The type t m r represents a cyclotomic coefficient tensor of index \(m\) over base ring \(r\). Most of the methods represent linear transforms corresponding to operations in particular bases. CRT-related methods are wrapped in Maybe because they are well-defined only when a CRT basis exists over the ring \(r\) for index \(m\).

WARNING: as with all fixed-point arithmetic, the methods in TensorPowDec may result in overflow (and thereby incorrect answers and potential security flaws) if the input arguments are too close to the bounds imposed by the base type. The acceptable range of inputs for each method is determined by the linear transform it implements.

Encapsulates multiplication and division by \(g_m\)

Encapsulates functions related to the Chinese-remainder representation/transform.

A coefficient tensor that supports Gaussian sampling.

A coefficient tensor that supports taking norms under the canonical embedding.

A TensorPowDec that supports relative CRT sets for the element type fp representing a prime-order finite field.

Convenience value indicating whether crtFuncs exists.

Yield a tensor for a scalar in the CRT basis. (This function is simply an appropriate entry from crtFuncs.)

Multiply by \(g_m\) in the CRT basis. (This function is simply an appropriate entry from crtFuncs.)
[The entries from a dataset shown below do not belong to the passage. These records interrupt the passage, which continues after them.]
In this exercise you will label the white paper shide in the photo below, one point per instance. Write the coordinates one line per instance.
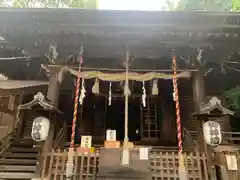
(40, 128)
(111, 135)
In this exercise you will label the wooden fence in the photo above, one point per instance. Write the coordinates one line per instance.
(230, 173)
(54, 166)
(163, 165)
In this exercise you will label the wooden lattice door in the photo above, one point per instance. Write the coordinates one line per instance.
(149, 121)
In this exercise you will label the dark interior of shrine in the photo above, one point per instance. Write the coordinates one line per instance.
(95, 115)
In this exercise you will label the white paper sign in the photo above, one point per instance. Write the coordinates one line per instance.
(143, 153)
(231, 162)
(111, 135)
(86, 141)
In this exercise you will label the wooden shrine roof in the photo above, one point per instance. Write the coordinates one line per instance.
(21, 86)
(107, 32)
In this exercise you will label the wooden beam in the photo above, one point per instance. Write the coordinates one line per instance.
(118, 70)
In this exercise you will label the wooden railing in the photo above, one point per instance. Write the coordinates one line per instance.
(54, 166)
(228, 137)
(163, 165)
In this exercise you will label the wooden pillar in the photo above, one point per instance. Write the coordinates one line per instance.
(54, 85)
(198, 99)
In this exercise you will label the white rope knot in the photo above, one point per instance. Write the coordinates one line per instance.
(144, 95)
(82, 94)
(127, 91)
(110, 94)
(39, 96)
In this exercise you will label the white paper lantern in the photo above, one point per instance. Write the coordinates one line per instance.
(212, 133)
(40, 128)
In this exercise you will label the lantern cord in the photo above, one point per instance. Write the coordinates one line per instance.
(76, 98)
(125, 155)
(176, 98)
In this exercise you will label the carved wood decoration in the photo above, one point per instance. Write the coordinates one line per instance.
(214, 105)
(39, 99)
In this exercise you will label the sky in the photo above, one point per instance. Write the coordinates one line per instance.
(150, 5)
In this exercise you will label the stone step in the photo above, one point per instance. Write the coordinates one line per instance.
(17, 162)
(19, 155)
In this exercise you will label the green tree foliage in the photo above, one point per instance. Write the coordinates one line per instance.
(88, 4)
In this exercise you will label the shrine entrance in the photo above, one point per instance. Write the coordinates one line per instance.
(115, 119)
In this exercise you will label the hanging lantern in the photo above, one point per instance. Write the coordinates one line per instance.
(127, 91)
(144, 95)
(212, 133)
(110, 94)
(40, 128)
(82, 94)
(95, 88)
Divide by \(g_m\) in the CRT basis. (This function is simply an appropriate entry from crtFuncs.)

The CRT transform. (This function is simply an appropriate entry from crtFuncs.)
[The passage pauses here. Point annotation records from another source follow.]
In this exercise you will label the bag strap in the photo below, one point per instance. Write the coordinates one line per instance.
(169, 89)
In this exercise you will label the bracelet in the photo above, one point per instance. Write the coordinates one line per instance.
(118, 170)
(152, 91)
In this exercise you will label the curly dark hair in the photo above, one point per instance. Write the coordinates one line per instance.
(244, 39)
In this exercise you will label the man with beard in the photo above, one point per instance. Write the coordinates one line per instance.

The inverse CRT transform. (This function is simply an appropriate entry from crtFuncs.)

The "tweaked trace" function for tensors in the CRT basis: For cyclotomic indices \(m \mid m'\), \(\Tw(x) = (\hat{m}/\hat{m}') \cdot \Tr((g'/g) \cdot x)\). (This function is simply an appropriate entry from crtExtFuncs.)

Embed a tensor with index \(m\) in the CRT basis to a tensor with index \(m'\) in the CRT basis. (This function is simply an appropriate entry from crtExtFuncs.)

A Kronecker product of zero of more matrices over r.

Extract the (i,j) element of a Kron.

A \(\varphi(m)\)-by-1 matrix of the CRT coefficients of \(g_m\), for \(m\)th cyclotomic.

A \(\varphi(m)\)-by-1 matrix of the inverse CRT coefficients of \(g_m\), for \(m\)th cyclotomic.

The "tweaked" \(\CRT^*\) matrix: \(\CRT^* \cdot \text{diag}(\sigma(g_m))\).

Convert a \(\Z_m^*\) index to a linear tensor index in \([m]\).

A collection of useful information for working with tensor extensions. The first component is a list of triples \((p,e,e')\) where \(e\), \(e'\) are respectively the exponents of prime \(p\) in \(m\), \(m'\). The next two components are \(\varphi(m)\) and \(\varphi(m')\). The final component is a pair \( ( \varphi(p^e), \varphi(p^{e'}))\) for each triple in the first component.

A vector of \(\varphi(m)\) entries, where the \(i\)th entry is the index into the powerful/decoding basis of \(\O_{m'}\) of the \(i\)th entry of the powerful/decoding basis of \(\O_m\).

A vector of \(\varphi(m)\) blocks of \(\varphi(m')/\varphi(m)\) consecutive entries. Each block contains all those indices into the CRT basis of \(\O_{m'}\) that "lie above" the corresponding index into the CRT basis of \(\O_m\).

The \(i_0\)th entry of the \(i_1\)th vector is fromIndexPair \((i_1,i_0)\).

A lookup table for toIndexPair applied to indices \([\varphi(m')]\).

A lookup table for baseIndexDec applied to indices \([\varphi(m')]\).

Same as baseIndicesPow, but only includes the second component of each pair.

Base-(p) digit reversal; input and output are in \([p^e]\).